Python dict (pass through)::

{"integrity": ["integrity", "ethic", "honest"],
 "teamwork":  ["teamwork", "collaborate", "cooperate"]}

JSON file, flat (path ending in .json)::

{
  "integrity": ["integrity", "ethic", "honest"],
  "teamwork":  ["teamwork", "collaborate", "cooperate"]
}

JSON file, wrapped (has a "seeds" key whose value is the dict). Used by the bundled example files (seeds_culture.json) which carry extra metadata alongside the seeds::

{
  "_paper": "Li et al. 2021",
  "seeds": {
    "integrity": ["integrity", "ethic", "honest"],
    "teamwork":  ["teamwork", "collaborate", "cooperate"]
  }
}

Text file (anything else). One dimension per line, name and words separated by a colon, words by whitespace or commas. Blank lines and # comments are skipped::

# my dimensions
integrity: integrity ethic ethical honest
teamwork:  teamwork, collaboration, cooperate
innovation: innovation innovate creative

Parameters:

Name	Type	Description	Default
`source`	`str \| Path \| dict[str, list[str]]`	A dict, or a path to a `.json` or `.txt` file.	required

Returns:

Type	Description
`dict[str, list[str]]`	Mapping of dimension name to seed word list.

Raises:

Type	Description
`FileNotFoundError`	If `source` is a path that does not exist.
`ValueError`	If the JSON file is not a valid seed mapping.
`TypeError`	If `source` is `None`.

load_example_seeds¶

Retrieve a named seed dictionary that is bundled with the package. Currently ships one example: "culture_2021" (the 5-dimension, 47-word dictionary from Li, Mai, Shen, Yan 2021).
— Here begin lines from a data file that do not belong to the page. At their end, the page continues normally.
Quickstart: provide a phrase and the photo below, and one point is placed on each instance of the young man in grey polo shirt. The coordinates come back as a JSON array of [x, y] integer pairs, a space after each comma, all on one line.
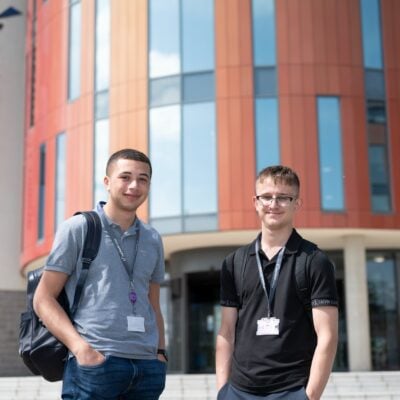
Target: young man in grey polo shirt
[[116, 340]]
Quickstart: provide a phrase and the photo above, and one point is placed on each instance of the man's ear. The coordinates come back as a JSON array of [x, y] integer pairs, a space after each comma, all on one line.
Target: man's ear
[[106, 181]]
Load a named example seed dictionary shipped with the package.

The package itself is seed-agnostic. This helper is provided so users who want to reproduce a specific paper can opt in by name. The 2021 RFS paper's five-dimension culture dictionary is currently the only example.

Parameters:

Name	Type	Description	Default
`name`	`str`	Short identifier of the example. Currently: `"culture_2021"` (Li, Mai, Shen, Yan 2021, RFS).	required

Returns:

Type	Description
`dict[str, list[str]]`	A fresh `dict[str, list[str]]` copy of the example seeds.

Raises:

Type	Description
`KeyError`	If `name` is not a known example.

Example::

from lmsy_w2v_rfs import Config, load_example_seeds

seeds = load_example_seeds("culture_2021")
cfg = Config(seeds=seeds, preprocessor="none")

STOPWORDS_SRAF¶

A set of 121 generic stopwords drawn from the Loughran-McDonald Software-Readable Accounting Forms (SRAF) list. Passed to Config as stopwords=STOPWORDS_SRAF (the default).
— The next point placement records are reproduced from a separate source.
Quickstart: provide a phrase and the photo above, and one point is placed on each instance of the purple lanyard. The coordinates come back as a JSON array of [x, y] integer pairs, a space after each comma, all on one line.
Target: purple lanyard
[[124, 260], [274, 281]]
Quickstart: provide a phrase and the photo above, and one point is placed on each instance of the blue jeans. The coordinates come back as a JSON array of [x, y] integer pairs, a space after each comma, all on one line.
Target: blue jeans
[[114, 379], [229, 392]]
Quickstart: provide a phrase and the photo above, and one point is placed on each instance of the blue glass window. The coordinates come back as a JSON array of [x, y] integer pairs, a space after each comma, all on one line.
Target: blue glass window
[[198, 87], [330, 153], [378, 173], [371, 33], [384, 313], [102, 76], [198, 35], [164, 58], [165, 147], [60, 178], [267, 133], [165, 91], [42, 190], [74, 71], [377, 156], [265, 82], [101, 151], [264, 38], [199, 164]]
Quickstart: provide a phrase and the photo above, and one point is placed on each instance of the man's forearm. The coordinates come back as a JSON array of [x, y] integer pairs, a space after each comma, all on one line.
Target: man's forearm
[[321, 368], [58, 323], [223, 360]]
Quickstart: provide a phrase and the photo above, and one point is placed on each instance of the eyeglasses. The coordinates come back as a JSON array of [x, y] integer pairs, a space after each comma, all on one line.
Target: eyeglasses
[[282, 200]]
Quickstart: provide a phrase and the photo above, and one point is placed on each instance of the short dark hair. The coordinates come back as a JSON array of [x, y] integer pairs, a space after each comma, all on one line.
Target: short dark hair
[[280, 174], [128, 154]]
121-token generic stopword list from Notre Dame SRAF.

download_corenlp¶

One-call helper that installs Stanford CoreNLP into the local cache directory. Requires the [corenlp] optional extra (pip install "lmsy_w2v_rfs[corenlp]").

Install Stanford CoreNLP into the local cache directory.

Imported lazily so the base install does not require stanza. Requires the [corenlp] extra.